Guide Review - My Food Facts: Food Allergy App for iPhone

When you have food allergies, a trip to the grocery store can take hours. Reading every label is time consuming, and if you have multiple family members with multiple allergies, you may feel like you've entered a time warp in the cereal aisle. The new iPhone app My Food Facts™ allows users to scan product barcodes with their in-phone camera and receive instant allergy warnings.

I purchased My Food Facts™ version 1.7 for $9.99 from the Apple AppStore and test-drove it at my local grocery store. Using the "My Allergies" checklist, I identified soy as my allergen.

Version 1.7 is much quicker than the original version, and the scanner function is as fast as a handheld scanner. I was able to scan barcodes and look for alerts more quickly than I was able to read the ingredient lists of the products. The program instantly popped up an allergy warning when it found soy in a product.

However, I found that the program was unable to identify many of the products I tried to scan. According to the company, there are "over 100,000" products in its database, yet it could not identify many specialty food items, including food allergy or gluten-free products,. A quick trip down the snack aisle in my local Whole Foods yielded about a 50% recognition rate for the (admittedly nonscientific) selection of products on the middle shelf.

Vistadec, Inc. is addressing this problem by creating an online community forum that allows people to submit names of products they buy that are not in the My Food Facts™ database.

This technology contains a lot of promise - not just to make shopping quicker and easier for people with allergies, but to make it safer as well. There is a steep learning curve for reading labels and even after years of practice, I still sometimes miss an ingredient and buy a product I can't eat.

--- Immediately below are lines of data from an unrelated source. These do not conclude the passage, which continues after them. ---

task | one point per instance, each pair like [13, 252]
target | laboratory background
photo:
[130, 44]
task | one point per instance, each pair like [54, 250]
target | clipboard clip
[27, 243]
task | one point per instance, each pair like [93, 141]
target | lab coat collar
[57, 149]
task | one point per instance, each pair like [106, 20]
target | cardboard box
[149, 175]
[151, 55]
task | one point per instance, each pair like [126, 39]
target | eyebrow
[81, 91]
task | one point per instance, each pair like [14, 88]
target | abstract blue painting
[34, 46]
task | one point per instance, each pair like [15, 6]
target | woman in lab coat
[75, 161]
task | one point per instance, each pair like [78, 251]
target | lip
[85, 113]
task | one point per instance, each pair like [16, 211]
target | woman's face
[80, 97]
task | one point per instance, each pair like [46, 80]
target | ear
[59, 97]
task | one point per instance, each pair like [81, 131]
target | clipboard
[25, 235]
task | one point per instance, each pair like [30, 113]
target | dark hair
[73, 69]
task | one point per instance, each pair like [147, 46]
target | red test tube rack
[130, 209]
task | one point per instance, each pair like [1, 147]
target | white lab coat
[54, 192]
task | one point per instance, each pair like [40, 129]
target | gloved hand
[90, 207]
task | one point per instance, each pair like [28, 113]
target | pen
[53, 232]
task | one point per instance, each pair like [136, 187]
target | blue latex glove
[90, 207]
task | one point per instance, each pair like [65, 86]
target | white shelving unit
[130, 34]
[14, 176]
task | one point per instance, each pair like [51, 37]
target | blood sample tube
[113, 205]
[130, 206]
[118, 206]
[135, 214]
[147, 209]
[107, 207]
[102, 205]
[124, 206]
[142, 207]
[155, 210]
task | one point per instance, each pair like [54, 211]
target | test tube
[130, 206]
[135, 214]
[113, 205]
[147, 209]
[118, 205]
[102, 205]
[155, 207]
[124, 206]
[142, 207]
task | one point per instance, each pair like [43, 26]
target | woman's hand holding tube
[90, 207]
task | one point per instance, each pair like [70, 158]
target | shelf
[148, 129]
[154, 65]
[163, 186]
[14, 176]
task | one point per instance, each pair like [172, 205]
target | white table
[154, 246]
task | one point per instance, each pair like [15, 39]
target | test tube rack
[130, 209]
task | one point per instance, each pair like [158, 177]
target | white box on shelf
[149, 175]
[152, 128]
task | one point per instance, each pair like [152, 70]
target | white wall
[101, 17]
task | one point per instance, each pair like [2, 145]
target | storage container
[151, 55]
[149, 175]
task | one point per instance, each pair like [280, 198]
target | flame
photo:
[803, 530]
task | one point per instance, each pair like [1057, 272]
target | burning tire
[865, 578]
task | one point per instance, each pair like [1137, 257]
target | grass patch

However, food manufactuerers change the ingredients of their products all the time. Information stored in the database that My Food Facts is built around may not be completely up-to-date. That uncertianty meant that I read the product labels after scanning them to reassure myself, which ended up taking more, not less, time.

My wish list for My Food Facts 2.0 includes:

A customizable allergen list. Less common allergies like berries, yeast, or corn, are not already separately identified on food labels. The program could be expanded to make it useful for people on other special diets, such as low-salt, diabetic, or low-protein diets.

A searchable database. As someone shopping for a family with multiple food allergies, there are very few prepared foods that I have discovered on my own that my entire family can eat. It would be so helpful if I could search the My Food Facts™ database for all the products that my family can eat and save the list in my iPhone or print it out as a shopping list.